R&D projects are harder to evaluate than other development projects. This is because of the fundamental uncertainties being addressed regarding whether something can be done at all, or what is the best way of doing it. Milestones can be set but it is hard to ensure whether they have been fully met or not. A milestone implies a black or white decision, but in practice there is a greyness associated with the choice.

Diagnostic: What happened in this project?

Projects sometimes hit barriers and progress towards a milestone is no longer apparent. At this point the R&D Manager has a hard decision: is the project dead, or does it need refocusing? An external assessment takes some of the difficult human dynamics away from such a decision, particularly if the refocusing solution requires taking the project to a new group of researchers.

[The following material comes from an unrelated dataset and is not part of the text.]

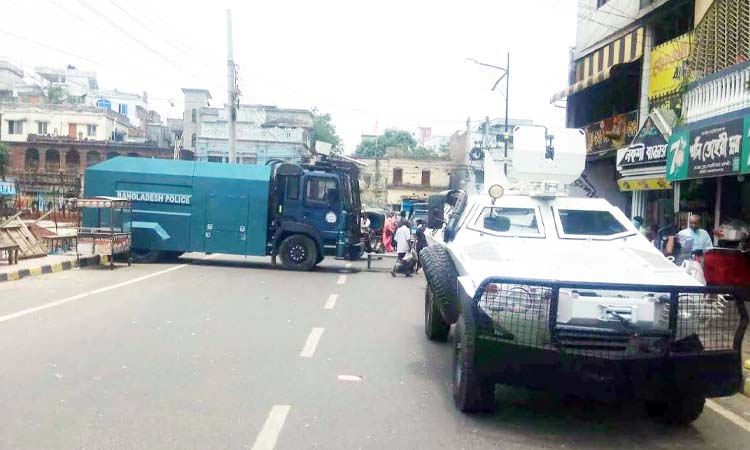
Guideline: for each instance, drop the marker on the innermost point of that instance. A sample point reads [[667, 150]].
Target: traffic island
[[48, 264]]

Technology Financial Valuation

When a technology has been developed there are occasions when it is important to assess its value, either because it is being sold, or because it is being used in a start-up company and represents a part of the assets of that business. Valuation is not a simple economic process: some consideration has to be given to alternatives technologies. It frequently occurs that whilst a technology is being developed to achieve a specific goal, an alternative way of doing the same thing will also emerge from an unrelated source.